Problem Description
Given a binary string s and a positive integer k, you are allowed to repeatedly choose any contiguous substring of length k and flip all its characters (i.e. change 0 to 1 and 1 to 0). Determine the number of distinct binary strings that can be obtained through any sequence of such operations. Return the answer modulo 10^9+7.
Key Insights
- Flipping a substring is an involution (flipping twice is equivalent to no change).
- Every operation can be treated as a binary decision (flip or not flip) on each possible starting index.
- The effect of each flip spans k consecutive bits and these effects are applied modulo 2.
- Mapping the sequence of flip decisions (on all valid starting indices) to the final binary string is a linear transformation over GF(2).

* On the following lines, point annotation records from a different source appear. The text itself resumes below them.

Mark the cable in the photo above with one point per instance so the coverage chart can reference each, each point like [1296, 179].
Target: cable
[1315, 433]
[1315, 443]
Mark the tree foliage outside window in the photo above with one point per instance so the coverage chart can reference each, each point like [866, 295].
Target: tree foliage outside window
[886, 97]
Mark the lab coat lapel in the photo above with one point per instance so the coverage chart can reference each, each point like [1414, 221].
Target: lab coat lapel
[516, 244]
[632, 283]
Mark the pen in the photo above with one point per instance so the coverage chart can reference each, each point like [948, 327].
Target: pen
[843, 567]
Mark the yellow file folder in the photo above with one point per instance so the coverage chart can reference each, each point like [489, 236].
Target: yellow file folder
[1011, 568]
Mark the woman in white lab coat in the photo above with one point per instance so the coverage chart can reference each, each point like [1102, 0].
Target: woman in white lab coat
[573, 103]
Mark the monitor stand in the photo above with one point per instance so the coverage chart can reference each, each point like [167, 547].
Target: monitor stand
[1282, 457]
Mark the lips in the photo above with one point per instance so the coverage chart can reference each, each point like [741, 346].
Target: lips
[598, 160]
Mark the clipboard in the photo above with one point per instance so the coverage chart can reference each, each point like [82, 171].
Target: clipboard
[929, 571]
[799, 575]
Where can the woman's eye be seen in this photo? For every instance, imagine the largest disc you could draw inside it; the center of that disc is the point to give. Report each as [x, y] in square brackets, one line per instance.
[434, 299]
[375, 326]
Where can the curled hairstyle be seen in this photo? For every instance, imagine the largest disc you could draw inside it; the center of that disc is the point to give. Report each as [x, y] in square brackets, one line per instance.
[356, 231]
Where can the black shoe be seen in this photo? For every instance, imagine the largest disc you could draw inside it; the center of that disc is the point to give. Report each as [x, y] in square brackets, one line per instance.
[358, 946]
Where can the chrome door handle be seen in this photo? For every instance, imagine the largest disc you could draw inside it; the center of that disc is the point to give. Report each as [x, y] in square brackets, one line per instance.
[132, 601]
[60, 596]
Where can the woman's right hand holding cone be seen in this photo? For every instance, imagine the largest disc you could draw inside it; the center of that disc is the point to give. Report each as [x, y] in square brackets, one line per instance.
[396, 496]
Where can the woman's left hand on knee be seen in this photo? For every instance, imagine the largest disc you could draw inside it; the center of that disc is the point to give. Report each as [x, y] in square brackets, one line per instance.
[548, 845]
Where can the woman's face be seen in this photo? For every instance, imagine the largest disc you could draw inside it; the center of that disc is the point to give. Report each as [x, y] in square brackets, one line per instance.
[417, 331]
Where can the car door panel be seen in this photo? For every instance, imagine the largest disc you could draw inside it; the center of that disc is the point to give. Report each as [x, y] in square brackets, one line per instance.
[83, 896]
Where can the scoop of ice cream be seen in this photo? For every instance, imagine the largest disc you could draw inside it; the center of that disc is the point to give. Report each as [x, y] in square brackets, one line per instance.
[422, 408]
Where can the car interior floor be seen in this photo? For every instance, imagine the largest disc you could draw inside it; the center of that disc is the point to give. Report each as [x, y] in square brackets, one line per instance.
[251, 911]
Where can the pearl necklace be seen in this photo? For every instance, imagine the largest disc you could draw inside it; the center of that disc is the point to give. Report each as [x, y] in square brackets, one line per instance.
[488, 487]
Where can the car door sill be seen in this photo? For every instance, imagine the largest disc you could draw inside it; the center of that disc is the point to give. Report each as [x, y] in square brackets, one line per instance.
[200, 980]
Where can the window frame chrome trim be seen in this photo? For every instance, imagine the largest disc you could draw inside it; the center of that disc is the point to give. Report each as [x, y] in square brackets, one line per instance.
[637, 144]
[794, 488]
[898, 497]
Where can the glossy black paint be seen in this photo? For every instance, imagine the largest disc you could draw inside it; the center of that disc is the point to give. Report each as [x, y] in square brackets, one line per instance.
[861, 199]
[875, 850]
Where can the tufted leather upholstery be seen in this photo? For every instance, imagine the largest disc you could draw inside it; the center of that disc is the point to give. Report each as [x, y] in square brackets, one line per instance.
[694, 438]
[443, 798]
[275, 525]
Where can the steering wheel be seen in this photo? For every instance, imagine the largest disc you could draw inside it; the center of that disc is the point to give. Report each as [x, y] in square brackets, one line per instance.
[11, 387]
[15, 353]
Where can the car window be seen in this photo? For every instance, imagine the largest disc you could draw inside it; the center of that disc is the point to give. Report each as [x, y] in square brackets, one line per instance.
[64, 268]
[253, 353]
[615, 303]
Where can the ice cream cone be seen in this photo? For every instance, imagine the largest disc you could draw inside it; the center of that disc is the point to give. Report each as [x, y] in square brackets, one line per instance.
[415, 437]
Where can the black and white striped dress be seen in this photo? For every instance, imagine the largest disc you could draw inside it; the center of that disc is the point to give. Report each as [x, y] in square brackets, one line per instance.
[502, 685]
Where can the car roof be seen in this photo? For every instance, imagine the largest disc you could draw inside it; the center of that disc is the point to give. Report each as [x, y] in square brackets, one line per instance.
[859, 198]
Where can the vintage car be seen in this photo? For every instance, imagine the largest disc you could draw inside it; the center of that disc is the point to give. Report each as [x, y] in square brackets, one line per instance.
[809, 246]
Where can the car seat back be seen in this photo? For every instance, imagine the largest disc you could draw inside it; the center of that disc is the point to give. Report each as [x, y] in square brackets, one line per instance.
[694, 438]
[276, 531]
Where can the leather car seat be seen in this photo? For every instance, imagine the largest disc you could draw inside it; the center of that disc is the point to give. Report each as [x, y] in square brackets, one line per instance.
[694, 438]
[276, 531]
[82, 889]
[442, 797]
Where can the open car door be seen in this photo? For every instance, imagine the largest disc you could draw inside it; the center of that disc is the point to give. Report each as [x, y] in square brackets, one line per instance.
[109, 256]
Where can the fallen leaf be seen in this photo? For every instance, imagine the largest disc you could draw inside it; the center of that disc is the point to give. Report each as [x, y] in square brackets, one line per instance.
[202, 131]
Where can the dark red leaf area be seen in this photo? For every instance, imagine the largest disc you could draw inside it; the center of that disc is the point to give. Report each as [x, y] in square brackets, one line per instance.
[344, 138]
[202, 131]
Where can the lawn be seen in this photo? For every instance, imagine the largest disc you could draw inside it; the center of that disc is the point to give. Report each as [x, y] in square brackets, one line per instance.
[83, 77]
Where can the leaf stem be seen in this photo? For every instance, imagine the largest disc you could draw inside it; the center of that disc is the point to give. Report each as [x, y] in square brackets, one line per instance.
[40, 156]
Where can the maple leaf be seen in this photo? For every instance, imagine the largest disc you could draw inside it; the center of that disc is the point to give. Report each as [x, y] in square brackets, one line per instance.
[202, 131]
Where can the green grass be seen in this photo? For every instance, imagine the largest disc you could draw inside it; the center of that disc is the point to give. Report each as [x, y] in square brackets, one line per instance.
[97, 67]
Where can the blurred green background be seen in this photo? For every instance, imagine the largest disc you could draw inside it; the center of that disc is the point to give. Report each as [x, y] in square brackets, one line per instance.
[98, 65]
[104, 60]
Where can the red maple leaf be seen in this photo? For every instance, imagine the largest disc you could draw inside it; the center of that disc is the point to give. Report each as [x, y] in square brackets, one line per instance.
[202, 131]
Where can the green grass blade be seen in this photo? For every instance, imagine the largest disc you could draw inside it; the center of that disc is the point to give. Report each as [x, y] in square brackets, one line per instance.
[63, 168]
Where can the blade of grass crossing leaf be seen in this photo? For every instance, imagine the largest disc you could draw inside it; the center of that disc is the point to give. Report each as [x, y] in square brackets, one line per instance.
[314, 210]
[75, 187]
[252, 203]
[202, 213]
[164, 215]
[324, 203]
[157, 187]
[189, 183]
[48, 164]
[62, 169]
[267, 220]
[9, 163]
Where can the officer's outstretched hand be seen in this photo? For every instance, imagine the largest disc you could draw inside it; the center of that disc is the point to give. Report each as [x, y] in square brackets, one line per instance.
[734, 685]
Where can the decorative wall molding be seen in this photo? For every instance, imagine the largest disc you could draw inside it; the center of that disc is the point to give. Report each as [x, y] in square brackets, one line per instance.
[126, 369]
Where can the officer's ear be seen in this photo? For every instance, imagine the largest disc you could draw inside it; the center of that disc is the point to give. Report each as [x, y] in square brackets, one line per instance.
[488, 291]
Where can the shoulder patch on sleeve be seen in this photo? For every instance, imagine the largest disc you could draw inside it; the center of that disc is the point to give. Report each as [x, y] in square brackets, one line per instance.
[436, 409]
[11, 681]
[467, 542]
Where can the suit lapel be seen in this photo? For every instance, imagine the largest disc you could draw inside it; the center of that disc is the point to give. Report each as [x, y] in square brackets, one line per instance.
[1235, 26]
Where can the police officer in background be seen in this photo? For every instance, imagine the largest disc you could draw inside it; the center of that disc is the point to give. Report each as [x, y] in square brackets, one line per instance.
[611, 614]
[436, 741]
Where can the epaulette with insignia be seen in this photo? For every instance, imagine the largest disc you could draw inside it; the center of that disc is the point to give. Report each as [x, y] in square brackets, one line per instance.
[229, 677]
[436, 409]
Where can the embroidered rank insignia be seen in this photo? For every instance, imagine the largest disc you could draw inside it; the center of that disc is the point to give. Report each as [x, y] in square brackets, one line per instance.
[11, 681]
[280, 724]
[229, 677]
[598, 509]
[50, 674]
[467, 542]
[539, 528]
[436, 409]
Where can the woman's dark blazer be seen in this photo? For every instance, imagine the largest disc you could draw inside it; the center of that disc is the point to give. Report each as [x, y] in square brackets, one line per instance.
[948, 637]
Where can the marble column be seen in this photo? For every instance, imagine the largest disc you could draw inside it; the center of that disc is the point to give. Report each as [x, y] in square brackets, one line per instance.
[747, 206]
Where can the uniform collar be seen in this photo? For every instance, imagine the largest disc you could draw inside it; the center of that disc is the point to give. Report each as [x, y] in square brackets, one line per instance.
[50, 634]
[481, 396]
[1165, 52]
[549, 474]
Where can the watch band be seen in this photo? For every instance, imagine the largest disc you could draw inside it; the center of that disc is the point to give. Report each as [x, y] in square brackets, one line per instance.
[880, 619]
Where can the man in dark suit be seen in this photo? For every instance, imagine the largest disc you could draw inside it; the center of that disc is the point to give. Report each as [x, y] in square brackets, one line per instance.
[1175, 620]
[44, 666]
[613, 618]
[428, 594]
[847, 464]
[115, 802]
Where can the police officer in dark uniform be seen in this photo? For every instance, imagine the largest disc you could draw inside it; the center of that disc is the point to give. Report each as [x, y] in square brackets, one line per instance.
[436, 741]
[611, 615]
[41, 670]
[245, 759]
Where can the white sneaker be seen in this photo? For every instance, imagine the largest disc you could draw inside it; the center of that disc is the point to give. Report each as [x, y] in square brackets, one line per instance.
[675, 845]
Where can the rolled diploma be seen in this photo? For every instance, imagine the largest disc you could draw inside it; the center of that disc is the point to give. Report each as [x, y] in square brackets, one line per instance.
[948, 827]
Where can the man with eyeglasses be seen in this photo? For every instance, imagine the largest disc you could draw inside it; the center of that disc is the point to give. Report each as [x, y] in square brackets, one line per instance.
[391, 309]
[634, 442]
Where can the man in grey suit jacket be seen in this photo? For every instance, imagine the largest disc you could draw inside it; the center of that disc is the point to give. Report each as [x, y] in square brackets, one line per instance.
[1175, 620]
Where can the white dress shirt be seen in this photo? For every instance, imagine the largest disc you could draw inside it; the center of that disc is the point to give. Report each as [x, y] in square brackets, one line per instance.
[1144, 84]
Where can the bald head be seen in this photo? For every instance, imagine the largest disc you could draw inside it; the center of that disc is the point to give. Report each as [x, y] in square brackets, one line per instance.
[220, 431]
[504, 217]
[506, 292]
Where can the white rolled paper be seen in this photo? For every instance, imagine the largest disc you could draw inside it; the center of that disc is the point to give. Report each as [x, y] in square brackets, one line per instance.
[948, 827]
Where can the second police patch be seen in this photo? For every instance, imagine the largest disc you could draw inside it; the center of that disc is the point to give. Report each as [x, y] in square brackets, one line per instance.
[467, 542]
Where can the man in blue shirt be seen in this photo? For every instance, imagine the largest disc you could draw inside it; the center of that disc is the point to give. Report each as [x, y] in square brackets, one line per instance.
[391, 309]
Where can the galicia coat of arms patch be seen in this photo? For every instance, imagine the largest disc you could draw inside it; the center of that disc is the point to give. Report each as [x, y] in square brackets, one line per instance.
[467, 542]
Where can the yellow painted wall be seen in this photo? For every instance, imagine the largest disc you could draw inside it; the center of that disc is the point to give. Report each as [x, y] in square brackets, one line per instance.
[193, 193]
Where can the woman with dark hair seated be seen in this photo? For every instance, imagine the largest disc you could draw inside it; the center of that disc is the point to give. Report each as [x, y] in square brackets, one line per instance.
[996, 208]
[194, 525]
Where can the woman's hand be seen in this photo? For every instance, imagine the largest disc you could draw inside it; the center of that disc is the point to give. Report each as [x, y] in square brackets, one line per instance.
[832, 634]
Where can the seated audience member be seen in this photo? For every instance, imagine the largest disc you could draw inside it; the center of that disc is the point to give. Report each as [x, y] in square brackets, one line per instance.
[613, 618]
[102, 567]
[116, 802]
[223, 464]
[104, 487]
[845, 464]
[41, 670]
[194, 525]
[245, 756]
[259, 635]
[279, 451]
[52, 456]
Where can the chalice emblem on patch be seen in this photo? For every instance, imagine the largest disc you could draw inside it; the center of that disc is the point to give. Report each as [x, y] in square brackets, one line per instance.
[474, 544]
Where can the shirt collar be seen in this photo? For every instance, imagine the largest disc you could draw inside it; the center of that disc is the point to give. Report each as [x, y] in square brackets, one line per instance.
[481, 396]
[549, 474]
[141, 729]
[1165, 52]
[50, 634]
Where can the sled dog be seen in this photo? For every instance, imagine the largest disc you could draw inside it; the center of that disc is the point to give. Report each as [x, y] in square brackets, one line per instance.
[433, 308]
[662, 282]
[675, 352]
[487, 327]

- It turns out that the transformation is injective, and the number of independent operations equals the number of valid starting positions, i.e. (n – k + 1), where n is the length of s.
Space and Time Complexity
Time Complexity: O(log n) (using fast modular exponentiation) Space Complexity: O(1)
Solution
The problem can be analyzed in terms of linear algebra in GF(2). Label each valid flip decision by a binary variable f_i, where 0 ≤ i ≤ n - k. Flipping a substring starting at index i affects the bits from index i to i+k-1. The final bit at any position j is given by the original s[j] XOR the XOR-sum of all f_i such that the substring starting at i covers index j. This mapping from the flip decisions (vector of length n-k+1) to the final string is a linear function over GF(2). It can be shown that this transformation is injective (has full column rank), and hence every unique combination of flip decisions produces a distinct outcome.
There are exactly 2^(n-k+1) possible ways to choose the flip decisions. Since the original string s only acts as a fixed offset, the number of distinct outcomes is exactly 2^(n-k+1). To meet the modulus requirement, fast modular exponentiation is used for efficiency.